At least six people have been killed and scores injured in clashes in recent months.

The protesters - who seek to eliminate the one-person, one-vote system - is also seeking to purge the nation of the influence of former Prime Minister Thaksin Shinawatra. They accuse Thaksin of massive corruption and seeking to undermine the country's revered constitutional monarch, King Bhumibol Adulyadej.

Thaksin was ousted by a September 2006 military coup, but the alliance alleges that governments voted into office since then have been proxies for the exiled Thaksin.

"The PAD will return if another (Thaksin) proxy government is formed or anyone tries to amend the constitution or the law to whitewash some politicians or to subdue the monarch's royal authority," one of the protest leaders, Sondhi Limthongkul, warned Tuesday night.

The country's Constitutional Court found Somchai's People's Power Party, the Machima Thipatai party and the Chart Thai party guilty of committing fraud in the December 2007 elections that brought the coalition to power.

"Dishonest political parties undermine Thailand's democratic system," said Constitutional Court President Chat Chalavorn.

The ruling sent Somchai, Thaksin's brother-in-law, and 59 executives of the three parties into political exile, barring them from politics for five years. Of the 59, 24 are lawmakers who will have to abandon their parliamentary seats.

"It is not a problem. I was not working for myself. Now I will be a full-time citizen," Somchai told reporters following the ruling.

Government spokeswoman Suparat Nakboonnam said Deputy Prime Minister Chaowarat Chandeerakul automatically took over Somchai's job pending selection of a caretaker prime minister. She said Parliament would have to endorse the pick within 30 days.
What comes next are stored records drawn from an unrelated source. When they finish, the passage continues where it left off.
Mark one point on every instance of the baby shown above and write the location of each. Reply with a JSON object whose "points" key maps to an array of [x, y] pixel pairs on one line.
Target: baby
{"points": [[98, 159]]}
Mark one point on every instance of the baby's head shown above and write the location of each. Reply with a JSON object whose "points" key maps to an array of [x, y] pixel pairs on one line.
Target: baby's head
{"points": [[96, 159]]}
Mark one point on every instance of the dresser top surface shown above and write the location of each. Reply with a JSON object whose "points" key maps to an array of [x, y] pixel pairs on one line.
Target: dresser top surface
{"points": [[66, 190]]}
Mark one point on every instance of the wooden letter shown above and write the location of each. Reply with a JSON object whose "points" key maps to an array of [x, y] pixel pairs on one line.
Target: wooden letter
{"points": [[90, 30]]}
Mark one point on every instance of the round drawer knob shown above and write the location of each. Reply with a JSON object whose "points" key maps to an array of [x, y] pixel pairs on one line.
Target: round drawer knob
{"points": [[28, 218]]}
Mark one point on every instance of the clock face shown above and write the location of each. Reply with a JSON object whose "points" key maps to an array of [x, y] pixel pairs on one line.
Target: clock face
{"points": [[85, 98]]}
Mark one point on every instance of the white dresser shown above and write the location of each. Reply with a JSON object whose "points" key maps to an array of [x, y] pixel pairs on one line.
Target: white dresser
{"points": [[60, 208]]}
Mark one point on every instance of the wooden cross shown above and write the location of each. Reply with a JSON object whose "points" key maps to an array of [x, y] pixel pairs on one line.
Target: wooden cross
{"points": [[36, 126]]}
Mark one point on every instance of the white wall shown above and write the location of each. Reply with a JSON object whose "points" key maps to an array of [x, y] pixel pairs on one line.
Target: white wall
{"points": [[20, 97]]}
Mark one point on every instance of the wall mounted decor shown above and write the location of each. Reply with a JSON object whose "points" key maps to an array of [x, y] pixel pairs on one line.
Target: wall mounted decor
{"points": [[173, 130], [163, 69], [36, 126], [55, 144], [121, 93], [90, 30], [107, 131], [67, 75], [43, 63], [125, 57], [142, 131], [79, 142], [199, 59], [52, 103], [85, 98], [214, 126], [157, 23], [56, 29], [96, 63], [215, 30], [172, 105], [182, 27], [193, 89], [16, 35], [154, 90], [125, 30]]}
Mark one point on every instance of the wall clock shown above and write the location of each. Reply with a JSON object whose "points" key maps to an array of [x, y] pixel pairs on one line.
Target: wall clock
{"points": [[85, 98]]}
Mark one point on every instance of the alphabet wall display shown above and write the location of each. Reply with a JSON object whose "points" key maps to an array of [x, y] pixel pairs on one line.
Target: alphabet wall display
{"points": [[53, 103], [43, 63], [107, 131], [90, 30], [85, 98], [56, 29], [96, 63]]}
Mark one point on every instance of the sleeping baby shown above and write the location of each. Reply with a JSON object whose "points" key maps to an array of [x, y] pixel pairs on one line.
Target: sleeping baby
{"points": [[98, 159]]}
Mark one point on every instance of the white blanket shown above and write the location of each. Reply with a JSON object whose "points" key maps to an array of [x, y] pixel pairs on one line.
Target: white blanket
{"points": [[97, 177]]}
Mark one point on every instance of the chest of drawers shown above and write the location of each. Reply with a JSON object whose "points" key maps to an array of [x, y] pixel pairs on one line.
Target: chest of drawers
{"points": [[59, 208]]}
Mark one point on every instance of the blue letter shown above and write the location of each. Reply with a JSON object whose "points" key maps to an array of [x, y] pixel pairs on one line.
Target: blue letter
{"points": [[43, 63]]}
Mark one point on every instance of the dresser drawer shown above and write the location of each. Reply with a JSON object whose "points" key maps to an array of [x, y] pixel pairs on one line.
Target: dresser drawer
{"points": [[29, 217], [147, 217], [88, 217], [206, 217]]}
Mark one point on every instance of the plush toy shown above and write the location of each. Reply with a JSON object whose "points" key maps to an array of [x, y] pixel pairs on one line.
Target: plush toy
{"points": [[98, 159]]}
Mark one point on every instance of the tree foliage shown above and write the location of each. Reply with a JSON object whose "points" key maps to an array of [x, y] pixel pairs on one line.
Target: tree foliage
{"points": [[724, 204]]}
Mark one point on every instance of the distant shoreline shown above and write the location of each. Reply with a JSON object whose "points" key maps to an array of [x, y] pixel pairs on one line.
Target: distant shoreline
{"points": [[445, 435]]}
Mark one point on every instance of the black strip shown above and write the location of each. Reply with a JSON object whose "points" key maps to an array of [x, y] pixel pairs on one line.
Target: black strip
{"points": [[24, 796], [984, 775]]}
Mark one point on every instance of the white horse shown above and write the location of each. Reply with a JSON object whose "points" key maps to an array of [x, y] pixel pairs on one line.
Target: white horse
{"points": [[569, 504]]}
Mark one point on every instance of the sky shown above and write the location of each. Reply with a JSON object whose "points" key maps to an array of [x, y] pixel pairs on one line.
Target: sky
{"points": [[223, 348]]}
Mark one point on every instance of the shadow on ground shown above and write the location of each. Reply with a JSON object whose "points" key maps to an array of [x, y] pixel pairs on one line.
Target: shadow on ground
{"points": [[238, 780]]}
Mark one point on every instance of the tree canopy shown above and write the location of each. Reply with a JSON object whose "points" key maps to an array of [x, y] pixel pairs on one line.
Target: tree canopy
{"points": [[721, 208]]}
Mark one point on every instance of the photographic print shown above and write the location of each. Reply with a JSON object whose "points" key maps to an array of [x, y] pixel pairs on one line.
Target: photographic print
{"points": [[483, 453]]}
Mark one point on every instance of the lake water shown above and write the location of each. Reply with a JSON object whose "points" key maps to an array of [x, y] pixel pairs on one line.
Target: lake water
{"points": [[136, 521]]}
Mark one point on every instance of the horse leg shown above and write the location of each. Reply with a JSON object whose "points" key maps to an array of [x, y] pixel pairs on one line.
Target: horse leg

A meeting Wednesday among the three ousted parties, which vowed to stick together in a coalition, was being held in a northern Bangkok suburb and it was unclear when they would decide on the caretaker prime minister.

Somchai had become increasingly isolated in recent weeks.

Neither the army, a key player in Thai politics, nor King Bhumibol offered firm backing. Palace circles have not hidden their enmity toward Thaksin and his allies, rattling a decades-old consensus of absolute respect for the monarchy.

The alliance, often referred to by its acronym PAD, claims Thailand's rural majority - who gave landslide election victories to the Thaksin camp - is too poorly educated to responsibly choose their representatives and says they are susceptible to vote buying.

It wants the country to abandon the system of one-person, one-vote, and instead have a mixed system in which most representatives are chosen by profession and social group. They have not explained exactly how such a system would work or what would make it less susceptible to manipulation.

The alliance's rivals, government supporters who adore Thaksin for the generous social welfare policies his government implemented for the poor and rural majority when he was in power in 2001-2006, were angry, though uncertain what to do.

"People aren't going to just sit and watch another elected government toppled," said Pracha Niemjaroen, an electronics technician discussing politics with his friends at an open-air restaurant in the northern city of Chiang Mai.

Chaturon Chaisaeng, a former Thaksin Cabinet member, suggested there could be civil war if the protest alliance presses for a non-elected government.

"Why do we still condone the PAD, who are waging terrorist attacks against government buildings and the democratic system?" he said. "Do all Thai people have to bow to the PAD's orders and demands?"

Travelers were the clearest immediate beneficiaries of Tuesday's developments. Thai authorities had been running flights in and out of a naval air base at U-Tapao east of Bangkok, but its limited facilities left many travelers looking more like refugees than tourists.